Patients with dMMR mCRC in the real world benefit from curative-intent local therapy of metastases in the preimmunotherapy era, with a median RFS of 11.1 months compared with 8.9 months for patients with pMMR mCRC. After 2 years, 43% of all dMMR mCRC were free of recurrence after local treatment compared with 21% of the patients with pMMR mCRC. Differences in metastatic pattern led to more CRLM resections in patients with pMMR mCRC and more CRS/HIPEC in patients with dMMR mCRC; however, when stratified for type of local therapy, a comparable to better RFS for dMMR mCRC is still demonstrated per treatment type.

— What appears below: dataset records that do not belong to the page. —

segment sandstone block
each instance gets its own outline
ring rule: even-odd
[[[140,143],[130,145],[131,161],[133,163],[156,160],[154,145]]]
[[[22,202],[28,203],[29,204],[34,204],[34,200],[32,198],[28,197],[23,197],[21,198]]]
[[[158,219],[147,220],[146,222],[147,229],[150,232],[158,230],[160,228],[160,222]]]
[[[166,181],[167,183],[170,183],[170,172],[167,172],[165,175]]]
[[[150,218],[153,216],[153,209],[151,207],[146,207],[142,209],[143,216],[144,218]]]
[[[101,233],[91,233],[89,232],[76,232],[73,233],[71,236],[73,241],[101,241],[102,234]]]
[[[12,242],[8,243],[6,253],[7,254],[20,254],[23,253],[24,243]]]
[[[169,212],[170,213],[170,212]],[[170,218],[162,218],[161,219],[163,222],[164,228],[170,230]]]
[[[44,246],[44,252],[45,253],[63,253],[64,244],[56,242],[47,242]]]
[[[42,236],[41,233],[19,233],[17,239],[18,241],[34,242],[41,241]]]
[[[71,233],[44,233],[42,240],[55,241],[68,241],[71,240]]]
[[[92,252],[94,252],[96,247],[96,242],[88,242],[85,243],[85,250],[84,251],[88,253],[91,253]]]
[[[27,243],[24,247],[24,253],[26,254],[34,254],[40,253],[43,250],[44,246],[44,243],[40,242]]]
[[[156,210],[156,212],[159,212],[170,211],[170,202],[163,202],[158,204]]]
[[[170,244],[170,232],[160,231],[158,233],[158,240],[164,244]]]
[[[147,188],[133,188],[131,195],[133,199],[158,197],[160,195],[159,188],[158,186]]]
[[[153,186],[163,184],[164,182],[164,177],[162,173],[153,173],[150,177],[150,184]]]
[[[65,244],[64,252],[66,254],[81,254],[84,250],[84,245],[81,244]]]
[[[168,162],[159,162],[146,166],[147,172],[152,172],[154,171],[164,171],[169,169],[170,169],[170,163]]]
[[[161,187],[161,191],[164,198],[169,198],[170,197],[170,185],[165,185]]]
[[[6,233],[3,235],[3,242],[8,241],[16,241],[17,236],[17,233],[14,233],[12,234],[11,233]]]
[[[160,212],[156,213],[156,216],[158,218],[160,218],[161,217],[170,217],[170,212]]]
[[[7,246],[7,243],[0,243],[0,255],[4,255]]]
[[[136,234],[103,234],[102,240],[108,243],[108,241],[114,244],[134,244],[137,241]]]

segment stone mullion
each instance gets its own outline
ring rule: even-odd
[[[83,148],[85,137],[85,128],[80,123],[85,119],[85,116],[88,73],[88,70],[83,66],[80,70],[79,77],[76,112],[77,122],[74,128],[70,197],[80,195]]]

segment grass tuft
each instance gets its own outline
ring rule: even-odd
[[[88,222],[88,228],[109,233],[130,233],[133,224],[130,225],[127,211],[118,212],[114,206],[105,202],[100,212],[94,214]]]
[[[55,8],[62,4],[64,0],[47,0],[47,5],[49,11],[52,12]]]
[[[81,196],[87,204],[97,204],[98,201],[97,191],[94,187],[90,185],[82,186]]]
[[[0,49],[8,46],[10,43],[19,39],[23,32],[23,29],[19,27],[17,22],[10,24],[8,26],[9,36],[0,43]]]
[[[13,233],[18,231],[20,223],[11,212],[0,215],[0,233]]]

Furthermore, when correcting for important differences in patient characteristics, dMMR remains a significant independent predictor for improved RFS. The relatively large proportion of patients with dMMR mCRC who remain free of recurrence after curative-intent local treatment of metastases could aid in the decision of upfront immunotherapy versus local therapy in case of resectable metastases for patients with dMMR mCRC. This should be decided by shared decision making, weighing the chance of potential cure against the chance of adverse events from immunotherapy, and risk of complications of local treatment for every individual patient.